A union representing employees of a major high street bank has announced plans to take legal action in order to force the scheme to equalise benefits as between men and women for the effects of guaranteed minimum pensions (GMPs).
Since the decision in the Barber case on 17 May 1990 it has been clear that pensions are deferred pay and therefore it is necessary to provide equal benefits for men and women. This "equal treatment rule" is reflected in UK legislation.
Schemes which were contracted out of the state earnings related pension scheme on a final salary basis between 6 April 1978 and 6 April 1997 have GMPs which are calculated in accordance with UK legislation. The benefits under the schemes will therefore include GMPs and "excess". GMPs are unequal as between men and women partly because of the way that they are calculated, and partly because the payment age for GMPs is still 60 for women and 65 for men. The difference in benefits payable to men and women with the same membership details will vary over time because GMPs and "excess" increase at different rates both in payment and in deferment. Most schemes have not sought to equalise for the effects of GMPs because there are some arguments that it is not necessary and it is not at all clear how equalising for the effects of GMPs should be achieved. The Government issued a consultation relating to a change to equality legislation to deal with equalisation of GMPs, and a proposed methodology for achieving equalisation. No doubt largely because of the complexity of the issues, nothing substantive has yet resulted from that consultation.

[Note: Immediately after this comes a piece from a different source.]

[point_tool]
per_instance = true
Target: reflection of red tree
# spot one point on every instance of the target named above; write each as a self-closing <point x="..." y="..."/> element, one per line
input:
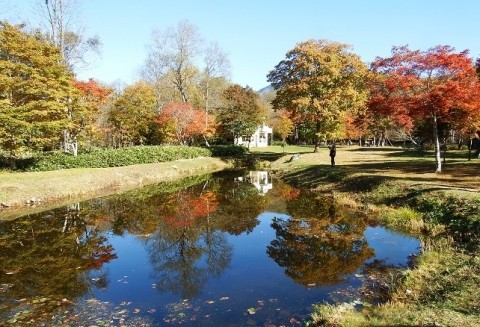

It is not clear whether this step will clarify the requirement to equalise GMPs and the way that should be achieved. It seems unlikely for a number of reasons:
As the requirement to equalise GMPs stems from EU law, there has been speculation that following exit from the EU the Government might abandon any requirement to equalise GMPs.
It appears that the union intends to bring the claims in an Employment Tribunal initially. In view of the complexities involved it is difficult to see how an Employment Tribunal could produce a decision which is sufficiently clear for other schemes to feel obliged to respond to it. A decision by an Employment Tribunal does not set a legally binding precedent. In order for there to be a precedent an Employment Tribunal decision would need to be appealed or a different case brought to a higher court.